Beyond Ozempic and Mounjaro: A Five-Target Obesity Drug Just Outperformed Both
Industry Pulse › Beyond Ozempic and Mounjaro: A Five-Target Obesity Drug Just Outperformed Both
May 1, 2026 · Research
Researchers in Germany just built a single drug that hits five different receptors at once. In obese mice, it beat Ozempic. It also beat the dual-target combination behind Mounjaro. The work was published in Nature on April 30, 2026, and it points toward where the obesity drug field is heading next.
Here is what makes it interesting. Most obesity drugs work by hitting one or two targets. Semaglutide, the active ingredient in Ozempic, hits one. Tirzepatide, the active ingredient in Mounjaro, hits two. Retatrutide, the next compound in Eli Lilly’s pipeline, hits three. The German team built something that hits five. And the clever part is not the number. It is the targeting.
Why Hitting More Targets Has Been the Strategy
Obesity is not a one-receptor problem. The body has multiple overlapping systems that control hunger, fat storage, blood sugar, and energy use. If a drug only hits one of those systems, the others can compensate. The body is good at finding workarounds.
This is why the obesity drug field has been racing to combine more targets into single molecules. Each generation has produced more weight loss than the last. Semaglutide gets patients to roughly 15% body weight loss. Tirzepatide pushes that to 22%. Retatrutide, in recent Phase 3 data, hit 28.7% mean weight loss. That is the first non-surgical drug to match what bariatric surgery delivers.
The German team’s work asks the next question. If three targets is good, what about five? And how do you do it without the side effects that usually come with hitting more targets at once?
The Side Effect Problem
Adding more targets sounds good in theory. In practice it gets ugly fast. The receptors a drug hits are not just sitting in your fat cells. They are in your liver, your gut, your kidneys, your brain, your heart. Hit them all, and you get effects everywhere. Some helpful, some not.
The new drug includes a class of receptors called PPARs, which control how cells use fat and sugar. Activating PPARs is one of the most powerful metabolic levers there is. The problem is that PPAR activation everywhere in the body causes serious side effects. Drug companies have spent twenty years trying to solve this and mostly failed.
The German team solved it with a delivery trick.
How the Five-Target Drug Works
Think of the drug as having two pieces stuck together. The first piece is a peptide that binds to GLP-1 and GIP receptors, the same two receptors Mounjaro hits. The second piece is a small molecule called lanifibranor, which activates the three PPAR receptors. The two pieces are connected by a chemical link.
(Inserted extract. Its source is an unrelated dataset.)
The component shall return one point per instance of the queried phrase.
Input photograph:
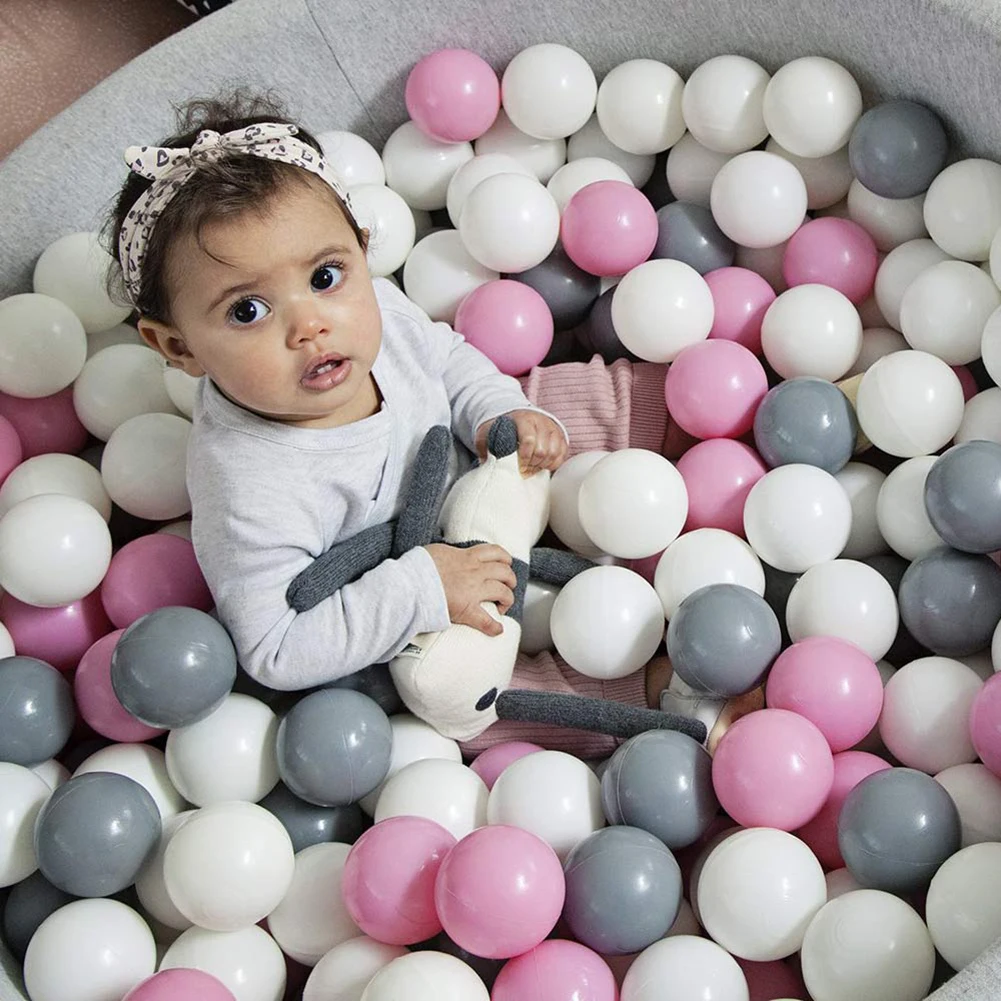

Here is the clever part. The link only breaks under specific conditions. When the peptide binds to a cell that has GLP-1 and GIP receptors, the cell pulls the whole drug inside. Inside the cell, the chemistry shifts and the link breaks. The PPAR-activating piece gets released, but only inside cells that already had the right receptors on the outside.
It is a delivery system. The peptide is the address. The PPAR drug is the package. The package only opens at the right address.
The result, in obese diabetic mice, was greater weight loss, less food intake, and better blood sugar control than semaglutide alone or even than the dual-target Mounjaro-like combination. And the side effects that usually come with PPAR activation were largely absent, because the PPAR drug was only being released in cells that needed it.
What the Mouse Data Showed
The team tested the drug in obese diabetic mice and ran a series of experiments to confirm the mechanism. They knocked out individual receptors in mice to see which ones the drug needed. The effect weakened when GLP-1, GIP, or PPARδ receptors were blocked. The effect disappeared entirely when both GLP-1 and GIP receptors were knocked out together.
That pattern matters. It tells you the drug is actually doing what the design says it should be doing. It is not working through some unexpected pathway. The peptide handle is what gets it into the right cells, and removing that handle removes the effect.
The Translational Caveat
Mice are not humans. This is the standard caveat with every obesity drug discovery story, and it is genuinely important.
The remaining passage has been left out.